Everyone has those stories now. IMO we need to publish them. Call them out everywhere.
If this new paradigm could wake everyone up to what they can do personally to help, that would be tremendous.
Marilyn
"Make dirt, not war." eyo
Agree we need to
be Loud & Proud on
the campaign trail, call them out.
"I'm looking at YOU, (opposition candidate)!" as you look directly into the tv camera. "Shame on You for (being a Republicon)!" Go boldly or don't go at all.
the little things you can do are more valuable than the giant things you can't! - @thanatokephaloides. On Twitter @wink1radio. (-2.1) All about building progressive media.
Occupy exposed this system, Bernie put it front and center
by courageously hammering at the very unsexy issue of Money In Politics until practically everybody understood it, and now Ocasio was able to shock this fetid, rotten system by doing what the former paved the way for.
It was so apparent to so many of us, as the years rolled by into decades, and every election season one of the main discussions was always so predictably the horse race - But According To How Much Money You Raised, that at some point someone was going to rise up and say "hi folks! the whole system is deeply broken and dysfunctional because EVERY politician is completely beholden to his donors. therefore, I am refusing to accept any corporate money and will only seek small individual donations so that I can do the work of the People" - and win. Which is exactly what we all know Bernie did. He won. Big too. But they fucking brazenly stole it from him.
Point is, it is definitely there for the taking.
I was at the local DSA meeting in Queens with the folks who won this thing. They were saying exactly what I was saying: the machine (as big and bad of a wolf as it may seem) is very vulnerable to the grassroots of smart organizers, impassioned volunteers, and willing canvassers.
Whether we believe it can happen on a larger scale is another thing. But this should serve as some reminder, if not a gallant shot to the bow, that the Margaret Mead quote should be brought up every now and then, especially when there's evidence of it.
Just was as I was reading your essay title I was contemplating writing my own about this whole thing dovetailing into a Bigger Picture that we shouldn't lose sight of.
"If I should ever die, God forbid, let this be my epitaph:
THE ONLY PROOF HE NEEDED
FOR THE EXISTENCE OF GOD
WAS MUSIC"
- Kurt Vonnegut
Not to be a downer, but
you're assuming that AOC's success is replicable.

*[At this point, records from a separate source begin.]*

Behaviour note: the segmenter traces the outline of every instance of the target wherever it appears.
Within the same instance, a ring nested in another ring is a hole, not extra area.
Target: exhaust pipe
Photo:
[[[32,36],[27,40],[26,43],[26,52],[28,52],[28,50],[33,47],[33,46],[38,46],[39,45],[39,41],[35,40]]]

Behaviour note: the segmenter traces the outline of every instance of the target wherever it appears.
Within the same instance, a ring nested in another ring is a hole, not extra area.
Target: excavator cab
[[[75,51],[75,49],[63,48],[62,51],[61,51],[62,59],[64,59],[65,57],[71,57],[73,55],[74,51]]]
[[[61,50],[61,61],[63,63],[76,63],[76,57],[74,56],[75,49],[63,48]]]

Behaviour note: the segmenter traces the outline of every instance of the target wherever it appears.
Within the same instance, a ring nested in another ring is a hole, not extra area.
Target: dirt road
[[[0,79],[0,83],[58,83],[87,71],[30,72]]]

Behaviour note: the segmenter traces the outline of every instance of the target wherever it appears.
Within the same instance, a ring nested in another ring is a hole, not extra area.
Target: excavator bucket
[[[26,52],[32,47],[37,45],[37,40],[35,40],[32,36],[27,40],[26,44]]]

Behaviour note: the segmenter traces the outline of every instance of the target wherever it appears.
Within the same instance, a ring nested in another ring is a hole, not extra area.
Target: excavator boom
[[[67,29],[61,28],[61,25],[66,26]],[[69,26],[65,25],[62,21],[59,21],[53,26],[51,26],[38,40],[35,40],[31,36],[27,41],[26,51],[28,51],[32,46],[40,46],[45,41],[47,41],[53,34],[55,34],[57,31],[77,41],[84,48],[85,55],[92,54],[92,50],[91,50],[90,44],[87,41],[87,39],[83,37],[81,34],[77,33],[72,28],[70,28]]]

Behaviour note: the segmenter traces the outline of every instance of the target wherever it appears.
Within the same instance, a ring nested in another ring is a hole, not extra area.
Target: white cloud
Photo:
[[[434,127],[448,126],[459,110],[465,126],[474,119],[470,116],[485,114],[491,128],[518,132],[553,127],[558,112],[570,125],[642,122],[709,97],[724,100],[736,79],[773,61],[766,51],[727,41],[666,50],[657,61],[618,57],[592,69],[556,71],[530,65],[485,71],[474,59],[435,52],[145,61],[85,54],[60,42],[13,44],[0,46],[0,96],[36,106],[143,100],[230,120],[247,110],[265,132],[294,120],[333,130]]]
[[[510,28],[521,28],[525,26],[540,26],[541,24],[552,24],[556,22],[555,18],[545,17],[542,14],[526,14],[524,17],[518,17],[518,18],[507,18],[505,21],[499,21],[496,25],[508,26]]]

She could be another Obama, lucking into a perfect storm of coincidental factors (Herman Munster could have won in 2008, and Romney ran a kamikaze campaign of near Hillary levels in 2012. ("vote for me, I'm a tone deaf greedheaded rapacious bastard who doesn't even realize that he's evil") Are you sure that there wasn't something about Crowley that made him unacceptable? Crowley could have been just another McCain, (or more likely a Romney) a person TPTB weren't willing to cheat enough for, or a Hillary, assuming that he didn't have to cheat that much? (Hillary made the idiotic decision that she needed to create phantom votes in New York and California to make her victory an "historic landslide" when what she needed was to steal a couple hundred thousand votes in Republican controlled states. i.e., she was doomed by BHO's failures and refused to realize it - or she did, and assumed that her "overwhelming" vote total would so discredit the American democracy that it would cause her to be swept to the throne after another of her "color revolutions")
Unreliable voters are by definition unreliable. You are assuming that they will show up if given a reason. It might be that they will only show up if the stars align right, and no amount of effort or worthiness will work. In other words, there might be a reason AOC won that can not be understood or reproduced.
I do not believe what I just said. AOC is not another Obama, I admit that I did not see the extent of Obama's perfidity, but there was more than enough evidence before 1/20/09 to see that there was something. AOC is real. The question is, is she a template? or is she something that can only work under certain circumstances?